Morris Packaging wins county support

The Cole County Commission has approved a development agreement to allow Morris Packaging of Bloomington, Ill., to locate an operation in Jefferson City to produce bags for dog food producers.

The agreement, which was approved by the Jefferson City Council on Tuesday night, calls for the city and county to provide a sanitary sewer system to the property, which is located on more than 9 acres of a 25-acre tract west of Alpla. The land is owned by the Jefferson City Area Chamber of Commerce.

The city and county also would pay for the extension of the current rail spur at the site when the company requests it.

The company hopes to be in operation by February 2014, and the 20 jobs they plan to bring pay an average salary of $46,000, commissioners were told.

In other commission news Thursday:

• For the second time in his seven years in office, Prosecutor Marc Richardson had to ask the county to pay court costs after an unsuccessful prosecution.

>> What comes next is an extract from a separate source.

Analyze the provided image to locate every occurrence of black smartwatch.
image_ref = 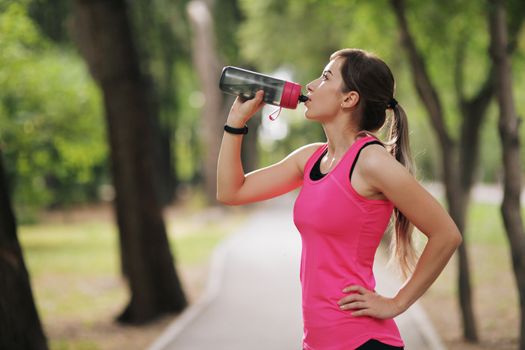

“The law provides that a judge can order the county to pay the court costs if a prosecution is unsuccessful, and Judge (Pat) Joyce did that in this case,” he told commissioners.

The county will have to pay $12,450 in costs, which will have to come out of the general revenue fund.

The appeals court in Kansas City ruled in May that Jeffrey Luke Moad, 27, Eugene, never can be tried again for manslaughter in the Feb. 14, 2006, death of Laura “Katie” Winfrey, 18, New Bloomfield.

His only trial in the case ended with a hung jury in February 2008.

A three-judge appeals court panel ruled that Cole County Circuit Judge Jon Beetem ruled correctly in September 2012 that prosecutors had closed the door to a new trial when they dismissed the original indictment against Moad on Aug. 30, 2010, just 10 days before the scheduled retrial.

• Also at Thursday’s meeting, it was announced that a major maintenance and repair project at the courthouse and courthouse annex had been completed.

MTS Contracting Inc., out of Springfield was awarded the job in April after submitting the lowest of three bids, $188,613, to do work such as brick and stone repointing, removing and resetting bricks and repairing stones.

Commissioners said they were pleased with the work and had compliments on the appearance of the buildings.